From a policy perspective, employers will need to give advance notice to employees of the vaccination policy. The policy should address the purpose, the exceptions, the costs, and the alternatives. Employers should decide whether the policy applies to all employees, or only those who have close interaction, travel, provide key services, cannot remote work, and/or any other factors. Finally, the employer should also make an educated decision of when to implement the policy based upon the safety, efficacy, and availability of the vaccines. Employees who have a negative reaction to a mandatory vaccination may have a workers’ compensation claim.
Q: What About Anti-Vaccination Employees?
A: Likely Yes
The anti-vax movement is small but zealous, and it is growing. However, it is rarely based on religious beliefs. If an employee objects to vaccination on medical or ethical beliefs, it will not automatically excuse a mandatory vaccine. The employee must have a qualifying disability or religious belief. Remember to check for any state opt-out laws.

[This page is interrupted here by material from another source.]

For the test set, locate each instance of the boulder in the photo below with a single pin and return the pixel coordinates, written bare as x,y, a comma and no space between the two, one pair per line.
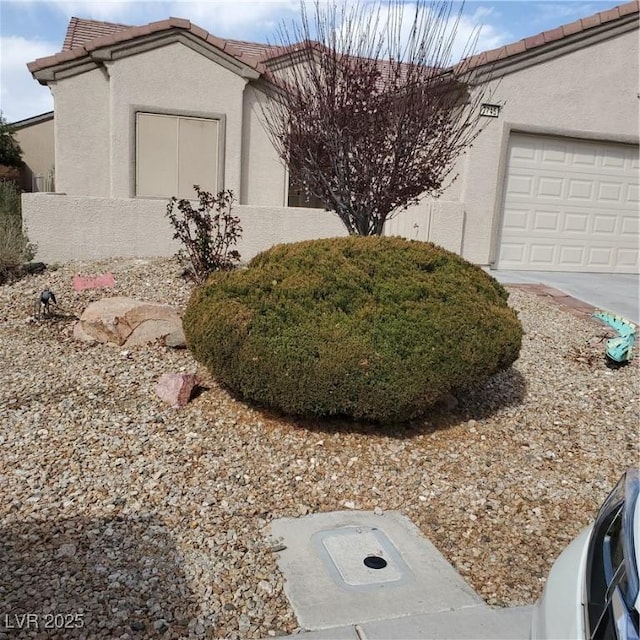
128,322
176,388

Q: What Should Employers Do Now?
A: Begin Planning
While all employers and all workforces are different, some universal steps employers can follow are:
- The early adoption and notification of a vaccination policy. This can be done unilaterally or with input from the workforce, including:
- An anonymous employee survey asking employees whether they (1) will receive a vaccination, (2) are likely to receive a vaccination, or (3) will not receive a vaccination can assist with planning.

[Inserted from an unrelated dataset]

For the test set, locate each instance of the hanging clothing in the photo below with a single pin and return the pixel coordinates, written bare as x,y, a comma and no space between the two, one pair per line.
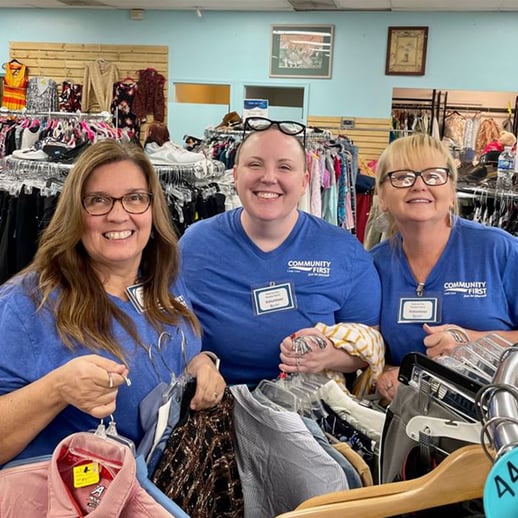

- Asking employees to raise any immediate private concerns about mandatory vaccination.
- Consider encouraging vaccination by rewarding employees, paying for any costs, and/or permitting employees to take paid time for the vaccination if scheduled by the employer.

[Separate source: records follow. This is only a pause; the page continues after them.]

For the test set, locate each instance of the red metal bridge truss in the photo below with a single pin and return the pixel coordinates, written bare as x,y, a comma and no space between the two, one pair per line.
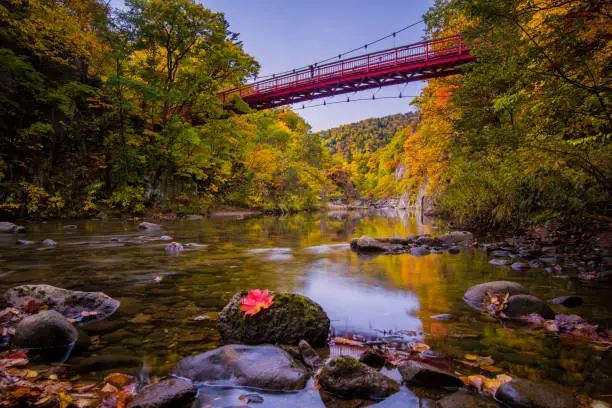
403,64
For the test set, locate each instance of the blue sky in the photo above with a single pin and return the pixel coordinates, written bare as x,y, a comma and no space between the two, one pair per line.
287,34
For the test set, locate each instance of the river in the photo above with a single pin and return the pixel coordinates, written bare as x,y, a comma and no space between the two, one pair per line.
169,302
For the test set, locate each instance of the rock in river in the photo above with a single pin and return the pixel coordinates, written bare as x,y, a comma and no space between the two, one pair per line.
266,367
149,226
368,244
475,295
309,356
568,301
291,318
45,330
175,392
67,302
523,305
520,393
9,227
419,251
463,238
348,378
418,373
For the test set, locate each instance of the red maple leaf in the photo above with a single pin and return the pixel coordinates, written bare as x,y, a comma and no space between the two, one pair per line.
255,301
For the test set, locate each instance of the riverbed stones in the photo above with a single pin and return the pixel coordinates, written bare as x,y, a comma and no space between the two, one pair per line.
466,399
416,372
348,378
568,301
69,303
291,318
373,358
265,367
149,226
171,393
520,393
419,251
44,330
523,305
474,296
457,238
309,356
521,266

- Consider remote work, workplace isolation by shifts or areas, and/or physical solutions (masks, barriers, air purifiers, etc.) for objections to vaccination.
- Consider leaves of absence or termination of employees as a final resort.
As the vaccine process continues, the laws, rules, and guidance on vaccination policies will also continue to develop. Please call or email Jeff Miller at 216.658.2323 or firstname.lastname@example.org with any questions or planning advice or any member of BMD’s Labor + Employment Team.
 Since you’re checking this footnote, I’m guessing you’re under 40. I’m not going to tell you where you can find the small town of Bomont. I used to think of myself as a Ren MacCormack, even though I was always really a Willard Hewitt. Both are heroes. Do yourself a favor and find them on your own.